Et oui j’avoue, j’ai beau être open mind versus « on verra bien », j’avais quand même 2-3 principes sur ce que je ferais ou pas quand j’aurais des zenfants.

Force est de constater que mes principes de départ se sont envolés sitôt que la réalité est arrivée…

Petite liste (non exhaustive) de quelques grands principes bafouées.

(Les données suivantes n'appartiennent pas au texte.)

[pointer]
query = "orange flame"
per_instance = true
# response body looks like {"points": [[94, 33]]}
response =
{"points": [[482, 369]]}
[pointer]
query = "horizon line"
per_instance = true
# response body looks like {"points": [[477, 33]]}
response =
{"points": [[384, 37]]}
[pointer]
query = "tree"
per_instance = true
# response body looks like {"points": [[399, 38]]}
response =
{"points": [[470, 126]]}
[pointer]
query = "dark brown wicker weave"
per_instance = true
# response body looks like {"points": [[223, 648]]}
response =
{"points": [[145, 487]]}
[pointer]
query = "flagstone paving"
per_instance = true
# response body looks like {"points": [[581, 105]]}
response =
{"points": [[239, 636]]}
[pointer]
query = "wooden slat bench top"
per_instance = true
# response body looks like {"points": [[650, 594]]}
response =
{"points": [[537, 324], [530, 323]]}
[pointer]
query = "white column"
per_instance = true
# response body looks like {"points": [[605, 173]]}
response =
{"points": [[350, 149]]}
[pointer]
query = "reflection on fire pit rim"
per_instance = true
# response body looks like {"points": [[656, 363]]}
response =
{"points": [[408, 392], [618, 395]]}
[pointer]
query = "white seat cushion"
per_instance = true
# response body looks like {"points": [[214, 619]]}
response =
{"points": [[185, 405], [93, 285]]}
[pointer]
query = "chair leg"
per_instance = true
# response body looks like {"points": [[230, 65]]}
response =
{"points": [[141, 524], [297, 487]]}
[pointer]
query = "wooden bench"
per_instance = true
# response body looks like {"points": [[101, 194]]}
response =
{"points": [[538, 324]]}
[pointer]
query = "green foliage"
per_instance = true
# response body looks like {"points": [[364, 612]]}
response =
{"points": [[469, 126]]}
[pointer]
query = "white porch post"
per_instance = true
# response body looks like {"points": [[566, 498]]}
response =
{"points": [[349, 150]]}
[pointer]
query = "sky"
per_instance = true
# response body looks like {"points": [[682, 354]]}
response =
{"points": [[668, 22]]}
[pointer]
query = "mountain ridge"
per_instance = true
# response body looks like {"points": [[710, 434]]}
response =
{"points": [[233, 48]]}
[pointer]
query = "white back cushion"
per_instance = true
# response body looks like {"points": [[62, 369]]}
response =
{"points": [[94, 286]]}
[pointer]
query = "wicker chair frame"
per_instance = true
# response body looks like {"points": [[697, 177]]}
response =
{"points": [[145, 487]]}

Principe number one : “Le cododo, non, non… il aura son lit berceau dans notre chambre les 3 premiers mois, jusqu’à ce qu’il fasse ses nuit”

Déjà, le terme “faire ses nuits” est totalement relatif et inadapté… et tout le monde pense (avant d’avoir des enfants) qu’un bébé “fait ses nuit” – traduire : dors 12h d’affilé – à l’âge de 3 mois. Dans la vraie vie, un bébé peut se réveiller pleiiiiiin de fois dans la nuit sans qu’il n’y ait de problème particulier, et ça peut durer plusieurs semaines / mois / années.
Ici, le 1er gnome n’a daigné faire une nuit complète qu’à l’âge de 15 mois, et la bestiole suivante ne s’est encore pas prêtée au jeu (à 30 mois)…

Avoir un berceau à côté, comme dans mes principes, ça demande de se contorsionner au risque de se faire un lumbago pour attraper Bidule qui hurle à la dalle. Sans compter que mes enfants dépassent du berceau dès 2 mois, qu’ils ont tendance à téter 8 fois par nuit et que clairement pour allaiter c’est plus facile de partager le lit.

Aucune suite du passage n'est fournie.